Slowly lift your chest off the ground while keeping your hips and legs pressed into the mat. This pose can also help to stimulate your digestive and reproductive organs, promoting circulation and vitality.
4. Bridge Pose
The bridge pose helps to strengthen your glutes and pelvic floor muscles while opening up your chest and hips. To perform this pose, lie on your back with your knees bent and your feet flat on the floor.
Slowly lift your hips upward while keeping your shoulders and feet planted firmly on the ground. Hold the pose for several breaths, then release.
5. Happy Baby Pose
The happy baby pose is a fun and playful pose that can help to stretch your groin and hip muscles while promoting relaxation. To perform this pose, lie on your back and lift your legs upward, bending your knees so that your feet are facing the ceiling.
Reach for your feet and gently pull your knees toward your armpits while keeping your spine grounded. This pose can help to relieve tension and stress, promoting a more enjoyable sexual experience.
6. Horse Pose
The horse pose is a great pose for strengthening your legs, glutes, and pelvic floor muscles. To perform this pose, stand with your feet wide apart and your toes pointing outward.
Slowly bend your knees and lower your hips toward the ground while keeping your back straight. Hold the pose for several breaths, then release.
7. Plank Pose
The plank pose is great for strengthening your core muscles, which can help improve your posture and balance. To perform this pose, start in a push-up position with your hands and feet planted firmly on the ground.
Engage your core muscles and hold the pose for several breaths, then release.
8. Butterfly Pose
The butterfly pose, also known as the baddha konasana, is great for opening up your hips and groin muscles. This pose can help to increase flexibility and promote circulation to your pelvic region, which can enhance your sexual experience.
To perform this pose, sit on your mat with the soles of your feet touching each other and your knees bent outward. Gently push your knees down toward the ground while keeping your spine straight.
9. Cat-Cow Pose
The cat-cow pose is great for stretching out your spine and promoting circulation to your reproductive organs. To perform this pose, start on your hands and knees with your shoulders directly over your wrists and your hips directly over your knees.

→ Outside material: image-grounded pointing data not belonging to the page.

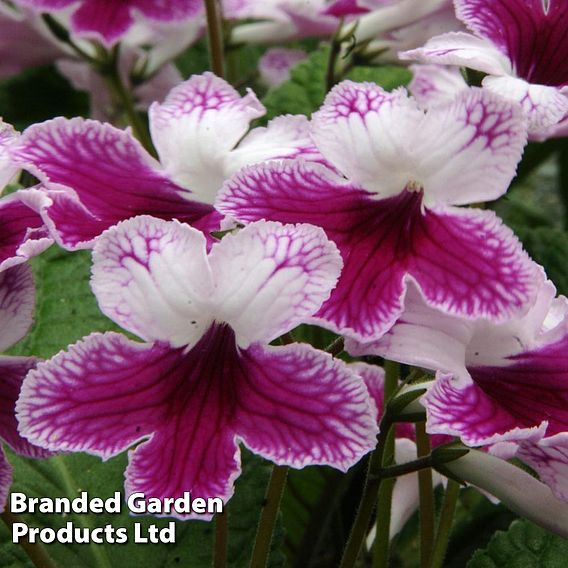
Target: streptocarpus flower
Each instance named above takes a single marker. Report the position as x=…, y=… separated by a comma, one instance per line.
x=22, y=232
x=95, y=175
x=275, y=65
x=394, y=218
x=16, y=309
x=109, y=20
x=495, y=383
x=521, y=45
x=206, y=377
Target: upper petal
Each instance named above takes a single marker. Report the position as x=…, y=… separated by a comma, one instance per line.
x=13, y=370
x=17, y=296
x=544, y=106
x=7, y=169
x=432, y=85
x=285, y=137
x=463, y=50
x=196, y=127
x=270, y=278
x=443, y=339
x=474, y=145
x=152, y=277
x=531, y=32
x=101, y=175
x=364, y=132
x=22, y=232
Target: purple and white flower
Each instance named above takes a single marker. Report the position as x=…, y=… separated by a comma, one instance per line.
x=95, y=175
x=22, y=231
x=495, y=383
x=206, y=377
x=521, y=45
x=108, y=20
x=16, y=310
x=275, y=65
x=395, y=218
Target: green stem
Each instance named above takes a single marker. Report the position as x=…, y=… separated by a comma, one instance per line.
x=445, y=524
x=99, y=554
x=35, y=552
x=384, y=503
x=215, y=37
x=374, y=480
x=268, y=517
x=124, y=98
x=427, y=518
x=221, y=540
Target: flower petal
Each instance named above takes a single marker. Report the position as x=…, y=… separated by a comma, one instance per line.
x=363, y=131
x=104, y=20
x=465, y=261
x=101, y=175
x=475, y=145
x=22, y=233
x=464, y=152
x=443, y=339
x=152, y=277
x=285, y=136
x=544, y=106
x=531, y=32
x=195, y=128
x=5, y=480
x=17, y=297
x=549, y=458
x=299, y=406
x=270, y=278
x=515, y=488
x=468, y=263
x=463, y=50
x=369, y=293
x=102, y=395
x=476, y=417
x=275, y=65
x=13, y=370
x=7, y=169
x=434, y=84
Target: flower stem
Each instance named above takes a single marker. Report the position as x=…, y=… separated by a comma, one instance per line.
x=374, y=479
x=123, y=97
x=384, y=503
x=427, y=518
x=445, y=524
x=35, y=552
x=268, y=517
x=221, y=539
x=215, y=37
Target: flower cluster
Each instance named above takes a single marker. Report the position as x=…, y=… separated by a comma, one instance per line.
x=212, y=238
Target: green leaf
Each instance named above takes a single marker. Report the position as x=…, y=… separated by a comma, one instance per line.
x=549, y=247
x=39, y=94
x=69, y=475
x=523, y=545
x=304, y=92
x=66, y=309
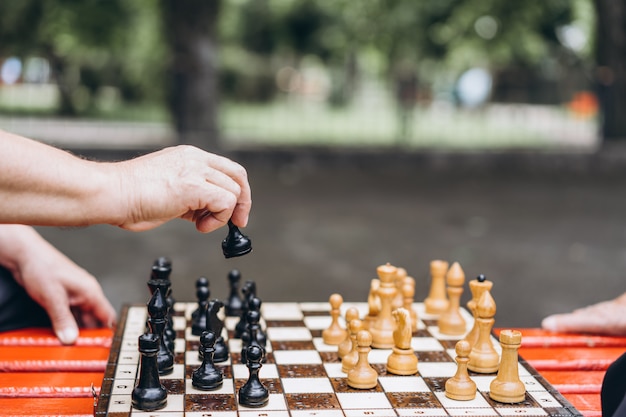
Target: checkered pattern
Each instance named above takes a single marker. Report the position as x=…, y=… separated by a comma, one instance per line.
x=303, y=374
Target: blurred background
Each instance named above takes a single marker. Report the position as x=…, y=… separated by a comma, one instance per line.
x=485, y=132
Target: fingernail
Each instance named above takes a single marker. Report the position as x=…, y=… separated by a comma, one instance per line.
x=68, y=335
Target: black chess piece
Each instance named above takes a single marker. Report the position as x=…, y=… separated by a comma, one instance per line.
x=249, y=291
x=235, y=243
x=254, y=304
x=214, y=324
x=160, y=278
x=149, y=394
x=234, y=303
x=198, y=317
x=207, y=377
x=253, y=393
x=157, y=313
x=251, y=337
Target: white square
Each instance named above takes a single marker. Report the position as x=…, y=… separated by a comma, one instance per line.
x=288, y=333
x=421, y=412
x=281, y=311
x=333, y=370
x=545, y=399
x=478, y=402
x=317, y=322
x=403, y=384
x=307, y=385
x=316, y=413
x=521, y=411
x=174, y=403
x=126, y=371
x=437, y=369
x=292, y=357
x=531, y=384
x=267, y=371
x=120, y=404
x=276, y=402
x=426, y=344
x=363, y=400
x=379, y=355
x=177, y=373
x=472, y=412
x=226, y=388
x=320, y=346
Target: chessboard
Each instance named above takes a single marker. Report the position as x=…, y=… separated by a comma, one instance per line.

Inhale while arching your back and lifting your head upward (cow pose), then exhale while rounding your spine and dropping your head downward (cat pose). This pose can help to relieve tension and stress, promoting a more enjoyable sexual experience.
10. Lizard Pose
The lizard pose is great for stretching out your hip flexors and promoting circulation to your pelvic region.
To perform this pose, start in a low lunge position with your right foot planted firmly on the ground and your left foot stretched out behind you. Slowly lower your left knee to the ground and sink into the stretch, feeling the stretch in your hips and groin. Hold the pose for several breaths, then switch sides.